Feminis itu sendiri berasal dari kata ”Femme” (woman), berarti perempuan
(tunggal) yang berjuang untuk memperjuangkan hak-hak kaum perempuan
(jamak) sebagai kelas sosial (Ratna, 2004: 184). Tujuan feminis menurut Ratna
(2004: 184) adalah keseimbangan interelasi gender. Feminis merupakan gerakan
yang dilakukan oleh kaum wanita untuk menolak segala sesuatu yang
dimarginalisasikan, disubordinasikan, dan direndahkan oleh kebudayaan yang
dominan, baik dalam tataran politik, ekonomi, maupun kehidupan sosial lainnya.

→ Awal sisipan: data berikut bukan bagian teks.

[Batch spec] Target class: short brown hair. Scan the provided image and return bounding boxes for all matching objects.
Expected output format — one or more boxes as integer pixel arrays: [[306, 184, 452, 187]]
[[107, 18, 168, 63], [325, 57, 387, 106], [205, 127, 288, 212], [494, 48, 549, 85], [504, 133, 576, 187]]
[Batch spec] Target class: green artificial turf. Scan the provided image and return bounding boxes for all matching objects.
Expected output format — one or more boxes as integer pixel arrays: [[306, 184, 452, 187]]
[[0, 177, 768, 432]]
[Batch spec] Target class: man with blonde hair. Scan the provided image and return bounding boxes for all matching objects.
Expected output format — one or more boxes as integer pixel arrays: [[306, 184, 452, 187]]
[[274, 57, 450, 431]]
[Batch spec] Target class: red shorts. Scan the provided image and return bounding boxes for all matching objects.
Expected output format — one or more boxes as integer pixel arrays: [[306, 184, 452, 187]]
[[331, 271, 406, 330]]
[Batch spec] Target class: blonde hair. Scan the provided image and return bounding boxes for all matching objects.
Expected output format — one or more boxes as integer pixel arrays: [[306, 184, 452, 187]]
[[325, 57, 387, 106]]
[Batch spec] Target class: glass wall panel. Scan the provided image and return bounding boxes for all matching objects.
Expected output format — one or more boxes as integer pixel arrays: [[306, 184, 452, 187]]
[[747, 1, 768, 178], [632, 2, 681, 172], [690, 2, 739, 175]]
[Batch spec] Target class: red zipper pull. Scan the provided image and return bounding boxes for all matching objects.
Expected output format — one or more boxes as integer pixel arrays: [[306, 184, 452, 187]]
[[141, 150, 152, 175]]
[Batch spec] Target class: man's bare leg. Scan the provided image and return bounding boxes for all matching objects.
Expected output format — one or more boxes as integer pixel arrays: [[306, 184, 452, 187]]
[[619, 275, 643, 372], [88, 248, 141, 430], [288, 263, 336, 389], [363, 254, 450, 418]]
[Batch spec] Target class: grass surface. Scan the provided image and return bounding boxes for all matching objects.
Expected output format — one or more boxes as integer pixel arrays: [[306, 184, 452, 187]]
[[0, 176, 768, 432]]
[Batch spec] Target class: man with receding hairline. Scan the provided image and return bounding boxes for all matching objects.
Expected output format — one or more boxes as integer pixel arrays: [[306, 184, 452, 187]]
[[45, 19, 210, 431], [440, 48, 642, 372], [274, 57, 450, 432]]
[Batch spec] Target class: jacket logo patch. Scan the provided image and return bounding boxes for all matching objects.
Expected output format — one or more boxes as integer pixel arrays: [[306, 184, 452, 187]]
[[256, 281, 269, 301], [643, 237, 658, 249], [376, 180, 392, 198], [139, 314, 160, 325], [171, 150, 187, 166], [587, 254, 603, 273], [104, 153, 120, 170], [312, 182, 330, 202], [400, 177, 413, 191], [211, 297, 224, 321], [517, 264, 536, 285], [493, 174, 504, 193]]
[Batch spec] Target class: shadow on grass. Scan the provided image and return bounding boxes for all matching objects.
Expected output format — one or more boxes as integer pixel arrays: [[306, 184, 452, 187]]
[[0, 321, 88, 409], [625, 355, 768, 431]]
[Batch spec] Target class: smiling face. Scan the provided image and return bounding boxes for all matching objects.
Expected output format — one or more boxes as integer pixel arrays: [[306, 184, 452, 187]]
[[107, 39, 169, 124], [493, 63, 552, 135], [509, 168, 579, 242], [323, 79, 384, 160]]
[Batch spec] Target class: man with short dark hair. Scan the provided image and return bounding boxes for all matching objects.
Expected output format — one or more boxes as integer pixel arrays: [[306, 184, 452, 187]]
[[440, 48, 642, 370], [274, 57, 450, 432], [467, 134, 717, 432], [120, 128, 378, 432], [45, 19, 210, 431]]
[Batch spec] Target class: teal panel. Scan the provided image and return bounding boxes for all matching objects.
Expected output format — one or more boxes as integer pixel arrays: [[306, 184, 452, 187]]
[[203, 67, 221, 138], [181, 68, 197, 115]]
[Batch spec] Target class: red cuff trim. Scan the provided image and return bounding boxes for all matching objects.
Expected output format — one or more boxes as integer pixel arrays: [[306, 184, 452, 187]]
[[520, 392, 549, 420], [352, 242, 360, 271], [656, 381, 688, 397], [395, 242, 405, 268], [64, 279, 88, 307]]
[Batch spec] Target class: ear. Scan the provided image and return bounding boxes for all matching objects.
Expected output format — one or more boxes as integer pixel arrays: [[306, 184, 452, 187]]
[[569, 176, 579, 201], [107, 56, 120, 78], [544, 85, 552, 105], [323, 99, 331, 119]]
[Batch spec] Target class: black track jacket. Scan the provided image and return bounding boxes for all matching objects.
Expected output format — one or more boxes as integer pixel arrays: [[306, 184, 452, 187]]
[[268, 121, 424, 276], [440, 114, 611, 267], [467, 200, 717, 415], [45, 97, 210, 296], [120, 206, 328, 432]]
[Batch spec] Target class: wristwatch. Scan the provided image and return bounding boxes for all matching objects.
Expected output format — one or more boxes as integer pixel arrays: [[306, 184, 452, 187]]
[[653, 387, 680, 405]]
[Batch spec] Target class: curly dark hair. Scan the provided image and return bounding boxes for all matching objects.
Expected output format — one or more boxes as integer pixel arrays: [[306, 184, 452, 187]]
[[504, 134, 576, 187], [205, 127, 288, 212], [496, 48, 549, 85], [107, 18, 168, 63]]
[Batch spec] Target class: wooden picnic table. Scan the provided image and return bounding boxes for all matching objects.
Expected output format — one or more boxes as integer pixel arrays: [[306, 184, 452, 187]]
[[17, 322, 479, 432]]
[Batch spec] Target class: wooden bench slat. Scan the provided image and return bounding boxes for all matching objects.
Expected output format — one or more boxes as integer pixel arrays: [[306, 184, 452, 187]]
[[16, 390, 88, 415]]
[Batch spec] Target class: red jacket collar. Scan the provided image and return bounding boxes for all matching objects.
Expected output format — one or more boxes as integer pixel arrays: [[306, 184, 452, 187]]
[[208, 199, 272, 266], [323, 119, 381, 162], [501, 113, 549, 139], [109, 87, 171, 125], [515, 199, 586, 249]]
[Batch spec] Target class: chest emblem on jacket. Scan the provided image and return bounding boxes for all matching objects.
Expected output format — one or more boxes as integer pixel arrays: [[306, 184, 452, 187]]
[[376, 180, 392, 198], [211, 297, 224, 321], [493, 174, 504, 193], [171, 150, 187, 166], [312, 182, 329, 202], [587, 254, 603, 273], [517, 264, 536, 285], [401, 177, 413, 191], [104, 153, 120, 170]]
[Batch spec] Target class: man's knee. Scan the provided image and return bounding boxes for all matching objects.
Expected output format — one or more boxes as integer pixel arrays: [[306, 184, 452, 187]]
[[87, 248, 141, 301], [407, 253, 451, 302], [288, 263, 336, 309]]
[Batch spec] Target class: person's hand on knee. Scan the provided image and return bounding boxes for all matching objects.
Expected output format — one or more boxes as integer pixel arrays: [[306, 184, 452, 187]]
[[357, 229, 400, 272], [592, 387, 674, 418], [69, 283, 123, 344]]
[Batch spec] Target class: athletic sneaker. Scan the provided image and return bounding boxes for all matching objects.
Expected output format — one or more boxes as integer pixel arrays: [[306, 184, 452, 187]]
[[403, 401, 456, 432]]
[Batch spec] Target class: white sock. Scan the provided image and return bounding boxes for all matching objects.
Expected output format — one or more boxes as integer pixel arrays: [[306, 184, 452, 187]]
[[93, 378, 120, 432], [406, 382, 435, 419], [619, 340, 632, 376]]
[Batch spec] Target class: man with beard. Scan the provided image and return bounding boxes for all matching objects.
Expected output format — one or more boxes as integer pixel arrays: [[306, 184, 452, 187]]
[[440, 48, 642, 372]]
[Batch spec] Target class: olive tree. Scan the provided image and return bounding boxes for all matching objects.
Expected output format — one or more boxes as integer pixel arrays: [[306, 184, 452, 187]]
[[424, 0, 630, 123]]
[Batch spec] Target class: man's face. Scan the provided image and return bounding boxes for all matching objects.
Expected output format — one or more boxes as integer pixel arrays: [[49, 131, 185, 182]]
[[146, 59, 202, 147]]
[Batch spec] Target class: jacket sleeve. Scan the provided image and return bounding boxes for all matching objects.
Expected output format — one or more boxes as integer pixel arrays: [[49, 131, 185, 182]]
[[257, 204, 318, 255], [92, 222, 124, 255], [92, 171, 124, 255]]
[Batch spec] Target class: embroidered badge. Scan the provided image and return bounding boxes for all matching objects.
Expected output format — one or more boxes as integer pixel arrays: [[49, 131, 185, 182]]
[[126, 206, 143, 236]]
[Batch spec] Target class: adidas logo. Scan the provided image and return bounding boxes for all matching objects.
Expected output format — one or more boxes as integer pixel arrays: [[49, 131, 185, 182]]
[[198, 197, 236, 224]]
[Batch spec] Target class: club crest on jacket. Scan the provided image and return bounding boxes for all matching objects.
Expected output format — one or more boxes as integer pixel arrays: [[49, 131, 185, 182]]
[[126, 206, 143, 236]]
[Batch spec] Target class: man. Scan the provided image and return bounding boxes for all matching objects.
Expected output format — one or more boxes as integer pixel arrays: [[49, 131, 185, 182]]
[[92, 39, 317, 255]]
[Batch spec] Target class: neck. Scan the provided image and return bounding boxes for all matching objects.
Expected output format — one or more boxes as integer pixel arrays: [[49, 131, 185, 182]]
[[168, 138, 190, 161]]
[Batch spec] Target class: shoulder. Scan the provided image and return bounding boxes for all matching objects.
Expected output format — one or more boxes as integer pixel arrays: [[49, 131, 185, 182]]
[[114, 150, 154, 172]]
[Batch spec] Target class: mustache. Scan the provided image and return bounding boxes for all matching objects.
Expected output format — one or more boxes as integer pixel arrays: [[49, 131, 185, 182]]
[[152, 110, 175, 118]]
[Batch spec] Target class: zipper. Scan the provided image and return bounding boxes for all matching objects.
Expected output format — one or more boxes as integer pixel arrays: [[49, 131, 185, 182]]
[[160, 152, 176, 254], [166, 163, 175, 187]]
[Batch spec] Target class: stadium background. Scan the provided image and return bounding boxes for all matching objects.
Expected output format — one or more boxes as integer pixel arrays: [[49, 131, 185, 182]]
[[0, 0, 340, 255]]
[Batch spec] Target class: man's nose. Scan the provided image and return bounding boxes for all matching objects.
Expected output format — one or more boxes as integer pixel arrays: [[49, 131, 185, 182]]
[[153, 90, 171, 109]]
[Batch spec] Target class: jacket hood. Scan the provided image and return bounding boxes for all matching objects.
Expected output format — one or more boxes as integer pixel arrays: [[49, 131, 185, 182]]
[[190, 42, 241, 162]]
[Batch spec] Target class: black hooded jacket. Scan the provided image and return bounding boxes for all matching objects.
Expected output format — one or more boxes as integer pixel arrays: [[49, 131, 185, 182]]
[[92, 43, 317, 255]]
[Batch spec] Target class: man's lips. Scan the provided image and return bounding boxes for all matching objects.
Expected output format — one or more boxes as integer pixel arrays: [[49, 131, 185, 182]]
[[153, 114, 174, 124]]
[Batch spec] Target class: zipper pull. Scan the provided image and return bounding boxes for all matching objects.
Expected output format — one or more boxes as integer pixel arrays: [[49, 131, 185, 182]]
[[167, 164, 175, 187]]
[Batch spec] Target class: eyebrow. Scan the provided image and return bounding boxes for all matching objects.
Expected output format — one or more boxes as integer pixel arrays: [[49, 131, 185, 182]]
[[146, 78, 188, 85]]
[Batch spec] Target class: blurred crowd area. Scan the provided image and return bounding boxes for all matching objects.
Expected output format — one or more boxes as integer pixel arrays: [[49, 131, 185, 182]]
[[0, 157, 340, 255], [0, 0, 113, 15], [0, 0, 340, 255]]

Pada dasarnya gerakan feminisme ini muncul karena adanya dorongan ingin
menyetarakan hak antara pria dan perempuan yang selama ini seolah-olah
perempuan tidak dihargai dalam pengambilan kesempatan dan keputusan dalam
hidup. Perempuan merasa terkekang karena superioritas laki-laki dan perempuan
hanya dianggap sebagai “bumbu penyedap” dalam hidup laki-laki. Adanya
pemikiran tersebut tampaknya sudah membudaya sehingga perempuan harus
berjuang keras untuk menunjukkan eksistensi dirinya di mata dunia.
Gerakan feminis sudah berkembang pesat pada tahun 1960-an di Amerika
Serikat, yang merupakan suatu gerakan politik di beberapa negara barat tertentu.
Sedangkan ciri lain yang bisa menandai tahun 1960 ialah bahwa gerakan politik
dan kegiatan akademis yang memilih perempuan sebagai fokus perhatiannya
dianggap sebagai tahap pertama dari perkembangan kajian wanita. Sebagai
kelanjutan dari anggapan ini, maka yang dianggap sebagai inti pandangan
feminisme ialah setiap perempuan juga perlu mempunyai hak untuk dapat
memilih apa yang menurut ia baik. Artinya, yang baik bukan yang ditentukan
kaum lelaki atau orang lain baginya sebagai perempuan.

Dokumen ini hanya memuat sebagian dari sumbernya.